Security

Patches

CrowdStrike meets Murphy's Law: Anything that can go wrong will

And boy, did last Friday's Windows fiasco ever prove that yet again


Opinion CrowdStrike's recent Windows debacle will surely earn a prominent place in the annals of epic tech failures. On July 19, the cybersecurity giant accomplished what legions of hackers could only dream of – bringing millions of Windows systems worldwide to their knees with a single botched update.

As a veteran tech journalist, I've seen my fair share of software snafus. Heck, I went hand-to-hand with the grandpa of all network blow-ups – the Morris Worm – in 1988 when I was a sysadmin. Even so, I can't help but marvel at the sheer scale and impact of this blunder. CrowdStrike, a company valued at over $70 billion and trusted by countless organizations to protect their digital assets, inadvertently became the source of one of the largest IT outages in history.

The fallout from this debacle was staggering – thousands of flights canceled, healthcare services disrupted, and 911 systems knocked offline. It's a stark reminder of how deeply intertwined our digital infrastructure has become and how vulnerable it can be to a single point of failure.

Let's break down the cascade of errors that led to this fiasco.

In the beginning, Microsoft enabled CrowdStrike's Falcon security software to run at the zero level of the Windows kernel. Any problem at this low level will likely cause a Blue Screen of Death (BSOD). Meanwhile, Microsoft reportedly wants to blame the European Commission – no, really – for requiring it to grant third-party software vendors this level of access.

You know, I think with all of Microsoft developers and lawyers, they could come up with a better, legal way to avoid this kind of foul-up and let software companies compete equally. It's not rocket science. 

Microsoft doesn't want any of the blame, but it deserves some of it.

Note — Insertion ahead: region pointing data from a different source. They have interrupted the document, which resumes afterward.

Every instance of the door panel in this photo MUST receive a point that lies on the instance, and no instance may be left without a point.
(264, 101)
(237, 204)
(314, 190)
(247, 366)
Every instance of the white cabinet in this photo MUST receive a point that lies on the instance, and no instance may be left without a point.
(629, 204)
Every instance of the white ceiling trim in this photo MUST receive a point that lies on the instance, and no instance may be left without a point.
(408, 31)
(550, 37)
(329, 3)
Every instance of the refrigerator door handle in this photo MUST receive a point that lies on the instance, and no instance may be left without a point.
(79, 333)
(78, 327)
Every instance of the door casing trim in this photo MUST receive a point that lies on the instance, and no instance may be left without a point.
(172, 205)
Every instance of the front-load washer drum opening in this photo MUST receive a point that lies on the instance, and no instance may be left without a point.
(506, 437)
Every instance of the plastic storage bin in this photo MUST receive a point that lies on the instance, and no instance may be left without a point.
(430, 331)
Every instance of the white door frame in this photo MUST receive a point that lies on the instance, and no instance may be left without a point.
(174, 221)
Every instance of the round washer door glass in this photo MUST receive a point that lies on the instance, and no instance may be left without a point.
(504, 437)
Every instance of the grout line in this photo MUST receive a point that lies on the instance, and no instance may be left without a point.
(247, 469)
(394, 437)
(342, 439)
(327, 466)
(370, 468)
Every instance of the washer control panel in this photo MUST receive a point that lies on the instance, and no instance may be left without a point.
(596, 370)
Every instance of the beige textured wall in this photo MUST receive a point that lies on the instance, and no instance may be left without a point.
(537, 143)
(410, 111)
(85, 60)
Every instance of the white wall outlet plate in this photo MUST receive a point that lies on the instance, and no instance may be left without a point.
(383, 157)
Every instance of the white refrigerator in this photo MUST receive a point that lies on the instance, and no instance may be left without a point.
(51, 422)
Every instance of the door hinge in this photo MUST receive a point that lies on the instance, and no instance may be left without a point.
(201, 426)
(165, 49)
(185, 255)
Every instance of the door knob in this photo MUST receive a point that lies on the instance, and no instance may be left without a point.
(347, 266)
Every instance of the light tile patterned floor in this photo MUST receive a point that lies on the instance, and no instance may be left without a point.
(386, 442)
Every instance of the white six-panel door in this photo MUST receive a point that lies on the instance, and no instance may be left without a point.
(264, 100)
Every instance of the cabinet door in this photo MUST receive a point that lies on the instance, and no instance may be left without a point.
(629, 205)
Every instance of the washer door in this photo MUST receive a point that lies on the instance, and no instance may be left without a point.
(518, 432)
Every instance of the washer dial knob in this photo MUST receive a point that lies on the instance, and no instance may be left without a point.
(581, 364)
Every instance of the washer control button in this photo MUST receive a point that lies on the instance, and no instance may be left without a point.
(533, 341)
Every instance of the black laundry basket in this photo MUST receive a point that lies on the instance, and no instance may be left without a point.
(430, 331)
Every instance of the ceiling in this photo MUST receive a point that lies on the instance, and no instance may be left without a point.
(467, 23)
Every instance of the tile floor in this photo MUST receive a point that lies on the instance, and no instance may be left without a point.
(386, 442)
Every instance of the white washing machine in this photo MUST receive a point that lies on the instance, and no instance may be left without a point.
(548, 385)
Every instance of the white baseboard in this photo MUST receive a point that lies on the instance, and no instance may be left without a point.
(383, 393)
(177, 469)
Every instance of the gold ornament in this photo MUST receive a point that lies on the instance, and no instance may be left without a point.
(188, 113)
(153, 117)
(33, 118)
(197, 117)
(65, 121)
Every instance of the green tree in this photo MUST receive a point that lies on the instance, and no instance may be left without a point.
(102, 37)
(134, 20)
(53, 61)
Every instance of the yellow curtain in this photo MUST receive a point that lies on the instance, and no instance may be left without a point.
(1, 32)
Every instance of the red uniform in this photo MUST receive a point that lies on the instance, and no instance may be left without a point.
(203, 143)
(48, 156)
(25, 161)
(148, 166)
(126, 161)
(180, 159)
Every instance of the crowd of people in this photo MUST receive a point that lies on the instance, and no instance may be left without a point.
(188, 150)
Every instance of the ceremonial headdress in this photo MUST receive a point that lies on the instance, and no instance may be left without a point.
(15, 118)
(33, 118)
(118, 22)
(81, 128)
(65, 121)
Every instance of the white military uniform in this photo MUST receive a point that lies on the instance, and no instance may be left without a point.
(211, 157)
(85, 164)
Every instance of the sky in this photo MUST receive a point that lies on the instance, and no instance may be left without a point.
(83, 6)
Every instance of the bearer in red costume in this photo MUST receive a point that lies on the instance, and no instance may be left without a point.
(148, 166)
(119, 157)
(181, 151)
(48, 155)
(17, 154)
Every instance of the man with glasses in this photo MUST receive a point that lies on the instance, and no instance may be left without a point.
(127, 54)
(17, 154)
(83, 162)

For far too long, we've placed too many vital IT eggs in the Windows basket. When that basket falls, so does much of the economy.

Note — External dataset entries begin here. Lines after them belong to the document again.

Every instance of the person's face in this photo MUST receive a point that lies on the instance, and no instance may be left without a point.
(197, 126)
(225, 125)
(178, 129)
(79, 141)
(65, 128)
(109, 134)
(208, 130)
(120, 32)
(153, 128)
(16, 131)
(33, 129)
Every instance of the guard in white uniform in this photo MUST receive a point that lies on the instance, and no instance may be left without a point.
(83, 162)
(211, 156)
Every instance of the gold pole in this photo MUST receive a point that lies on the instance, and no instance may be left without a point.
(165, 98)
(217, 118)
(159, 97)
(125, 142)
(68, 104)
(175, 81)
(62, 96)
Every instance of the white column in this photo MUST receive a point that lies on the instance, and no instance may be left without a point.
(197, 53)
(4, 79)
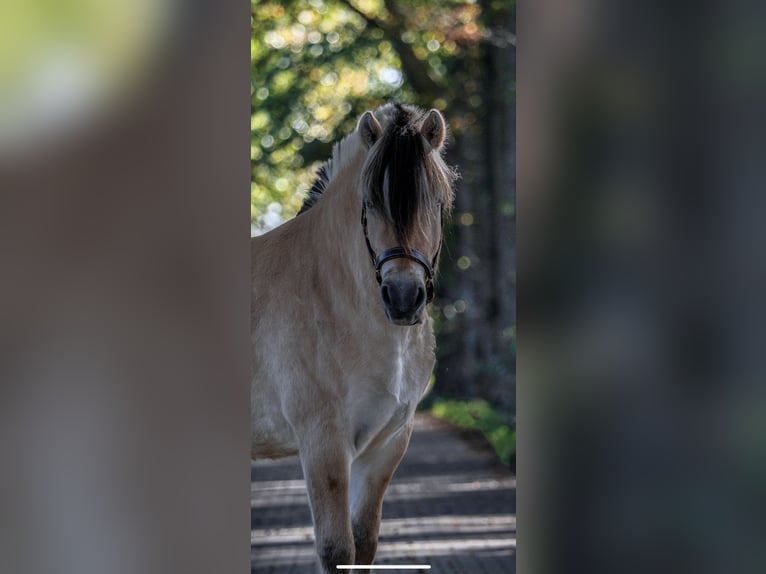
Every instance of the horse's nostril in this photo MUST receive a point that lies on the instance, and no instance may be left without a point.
(384, 292)
(420, 297)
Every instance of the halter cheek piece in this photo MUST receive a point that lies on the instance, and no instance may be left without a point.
(401, 253)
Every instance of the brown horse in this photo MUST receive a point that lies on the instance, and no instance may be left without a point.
(343, 346)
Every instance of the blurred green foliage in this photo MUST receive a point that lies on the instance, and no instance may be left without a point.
(317, 65)
(478, 414)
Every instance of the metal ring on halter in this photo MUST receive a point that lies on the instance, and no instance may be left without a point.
(401, 253)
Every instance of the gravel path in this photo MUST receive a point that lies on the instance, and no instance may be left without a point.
(450, 505)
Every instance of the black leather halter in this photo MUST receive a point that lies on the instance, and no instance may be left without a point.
(401, 253)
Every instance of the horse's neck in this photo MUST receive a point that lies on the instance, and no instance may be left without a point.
(338, 247)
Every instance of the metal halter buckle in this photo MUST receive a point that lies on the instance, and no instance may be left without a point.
(401, 253)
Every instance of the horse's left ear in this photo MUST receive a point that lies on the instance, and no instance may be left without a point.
(434, 129)
(369, 128)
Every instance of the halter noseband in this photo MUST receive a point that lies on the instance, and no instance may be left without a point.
(401, 253)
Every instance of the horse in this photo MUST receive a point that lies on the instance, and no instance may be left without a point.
(343, 345)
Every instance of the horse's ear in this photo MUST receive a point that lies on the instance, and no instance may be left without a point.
(369, 129)
(434, 129)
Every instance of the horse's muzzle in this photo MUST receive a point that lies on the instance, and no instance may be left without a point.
(403, 300)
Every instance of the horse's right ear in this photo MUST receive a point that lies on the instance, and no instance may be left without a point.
(369, 129)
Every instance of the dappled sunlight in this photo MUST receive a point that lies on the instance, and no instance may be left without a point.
(449, 505)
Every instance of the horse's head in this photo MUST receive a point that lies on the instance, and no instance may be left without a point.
(406, 188)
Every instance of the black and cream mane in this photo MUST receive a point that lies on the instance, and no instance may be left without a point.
(405, 179)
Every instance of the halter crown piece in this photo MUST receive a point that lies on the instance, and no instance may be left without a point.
(401, 253)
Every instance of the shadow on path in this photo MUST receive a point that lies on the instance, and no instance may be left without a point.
(450, 505)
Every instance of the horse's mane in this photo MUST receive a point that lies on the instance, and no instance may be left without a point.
(401, 172)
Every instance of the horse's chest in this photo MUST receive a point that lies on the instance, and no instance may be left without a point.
(386, 403)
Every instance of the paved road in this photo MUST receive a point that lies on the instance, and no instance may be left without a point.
(449, 505)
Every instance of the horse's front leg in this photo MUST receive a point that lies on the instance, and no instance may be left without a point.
(326, 470)
(370, 474)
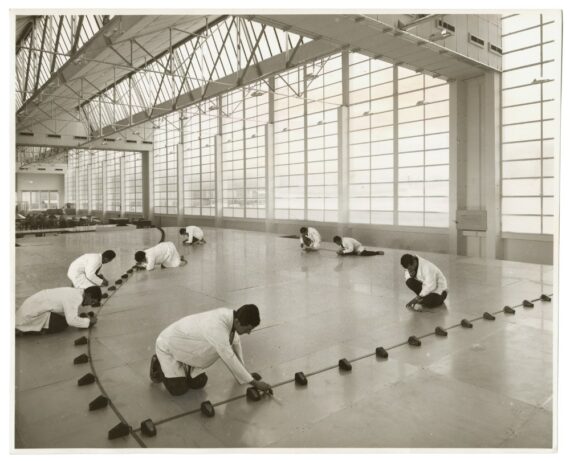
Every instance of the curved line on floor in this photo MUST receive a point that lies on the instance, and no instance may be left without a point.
(132, 431)
(312, 373)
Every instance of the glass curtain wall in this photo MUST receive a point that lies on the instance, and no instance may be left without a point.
(100, 164)
(398, 137)
(165, 162)
(530, 95)
(200, 130)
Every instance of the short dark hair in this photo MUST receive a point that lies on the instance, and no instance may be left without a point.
(248, 314)
(407, 260)
(109, 255)
(94, 293)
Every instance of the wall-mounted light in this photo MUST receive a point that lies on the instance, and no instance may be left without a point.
(440, 35)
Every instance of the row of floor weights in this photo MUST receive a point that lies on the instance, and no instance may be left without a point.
(253, 394)
(148, 427)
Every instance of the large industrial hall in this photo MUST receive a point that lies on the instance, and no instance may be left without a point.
(285, 231)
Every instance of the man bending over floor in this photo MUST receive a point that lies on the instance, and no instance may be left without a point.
(425, 280)
(164, 253)
(310, 238)
(51, 311)
(193, 235)
(190, 345)
(84, 271)
(350, 246)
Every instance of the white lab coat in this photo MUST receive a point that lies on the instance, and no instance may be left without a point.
(350, 245)
(164, 253)
(314, 235)
(83, 271)
(198, 341)
(35, 312)
(431, 277)
(194, 231)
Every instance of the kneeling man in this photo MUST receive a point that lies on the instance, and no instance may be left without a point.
(350, 246)
(426, 280)
(51, 311)
(193, 235)
(192, 344)
(310, 238)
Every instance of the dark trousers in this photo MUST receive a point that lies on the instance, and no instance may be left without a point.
(362, 253)
(57, 323)
(430, 300)
(180, 385)
(176, 386)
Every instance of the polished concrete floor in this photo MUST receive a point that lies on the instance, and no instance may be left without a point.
(489, 386)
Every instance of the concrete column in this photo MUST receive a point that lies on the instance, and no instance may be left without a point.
(305, 145)
(89, 187)
(270, 160)
(491, 162)
(343, 170)
(180, 182)
(343, 187)
(122, 192)
(395, 142)
(219, 184)
(104, 185)
(76, 186)
(457, 152)
(146, 161)
(269, 177)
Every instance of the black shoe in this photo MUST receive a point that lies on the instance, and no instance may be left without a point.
(156, 375)
(198, 382)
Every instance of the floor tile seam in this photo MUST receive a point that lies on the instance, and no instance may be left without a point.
(324, 369)
(531, 405)
(515, 431)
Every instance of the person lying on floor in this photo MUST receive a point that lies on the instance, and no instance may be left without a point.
(53, 310)
(84, 271)
(193, 235)
(310, 238)
(164, 254)
(426, 280)
(350, 246)
(190, 345)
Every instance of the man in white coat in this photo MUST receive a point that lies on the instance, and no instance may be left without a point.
(53, 310)
(350, 246)
(426, 280)
(310, 238)
(193, 235)
(164, 254)
(192, 344)
(84, 271)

Returning to CrowdStrike, the company claims a "logic error" in a routine sensor configuration update caused the meltdown. But for a company of CrowdStrike's caliber, such a fundamental mistake is inexcusable. This wasn't some obscure edge case – it was a critical failure in its core functionality.

It wasn't even a code problem. This wasn't a software update per se. The villain of this piece was a Falcon configuration file called a channel file. One simple file containing what should have contained data to update a security setting ended up causing a cascade of one BSOD after another.

How did such a catastrophic bug pass quality assurance? CrowdStrike admitted: "Due to a bug in the Content Validator, one of the two Template Instances passed validation despite containing problematic content data [and] were deployed into production." When your software has deep hooks into millions of Windows systems, your testing should be bulletproof. Clearly, CrowdStrike's testing protocols need a massive overhaul.

We also now know, as security expert Kevin Beaumont pointed out on Mastodon: "The key takeaway – channel updates are currently deployed globally, instantly." I always send major patches to all my customers simultaneously and wait to see what happens next. Doesn't everyone? Who are these people, and why does anyone let them do security work?

There's a simple concept called canary testing. You may have heard of it. Like the proverbial canary in a coal mine, you first test whether a new space – or program – is safe by trying it on a canary – or a small group of users – and then, if all's well, let everyone else in.

Let's not forget that CrowdStrike's initial response was slow and inadequate. Users were left scrambling for answers while critical infrastructure faltered. Even today, almost a week later, I still have friends having trouble with their Delta flights.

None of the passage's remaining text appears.